In einem Umfeld in der hektischer Aktivismus, fettiges Essen und Alkohol weiterhin vorherrscht, ist der nächste Herzinfarkt vorprogrammiert.
Schafft eine Gemeinde jedoch den Schwenk dahin, als Gemeinschaft den Einzelnen wieder zu tragen, seines und allgemein das geistliche Leben wieder zu fördern und zum Hauptziel zu machen, wird eine seelsorgerliche Grundatmosphäre aufgebaut und geistliches Leben wieder als das Wesentliche der Gemeinschaft (der Menschen und mit Gott) erfahren.

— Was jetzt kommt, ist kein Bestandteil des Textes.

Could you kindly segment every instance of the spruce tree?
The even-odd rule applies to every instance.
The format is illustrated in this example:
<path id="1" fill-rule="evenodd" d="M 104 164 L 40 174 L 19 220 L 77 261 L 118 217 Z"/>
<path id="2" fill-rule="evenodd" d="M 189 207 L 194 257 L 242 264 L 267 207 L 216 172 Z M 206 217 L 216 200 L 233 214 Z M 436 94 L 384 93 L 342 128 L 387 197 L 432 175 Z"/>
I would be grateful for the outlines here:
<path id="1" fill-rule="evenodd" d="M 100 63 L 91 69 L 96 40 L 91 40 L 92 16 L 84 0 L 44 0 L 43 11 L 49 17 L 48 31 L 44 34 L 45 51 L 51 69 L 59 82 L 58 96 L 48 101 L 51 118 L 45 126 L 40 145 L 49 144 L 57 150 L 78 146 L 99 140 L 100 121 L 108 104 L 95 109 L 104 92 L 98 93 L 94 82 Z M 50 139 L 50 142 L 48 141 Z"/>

Die Sehnsucht des Menschen geht dahin, geliebt zu werden und nicht bewertet. Liebevolle Annahme ist das wesentliche Element, was z.B. eine positive Eltern-Kind-Beziehung ausmacht. Ein Vater soll sein Kind nicht nach seinen (z.B. schulischen) Leistungen beurteilen. Das Kind sehnt sich nach der bedingungslosen Liebe, die tiefer geht. Die über die Äußerlichkeiten hinausgeht.
Von der Kanzel predigen wir gerne, dass Gott der Vater uns in dieser Weise liebt und annimmt. Und doch spricht das Leben auch in Gemeinde oftmals eine andere Sprache. (Es muss nicht gleich in Lieblosigkeit ausarten, Vernachlässigung dieses Prinzips reicht schon).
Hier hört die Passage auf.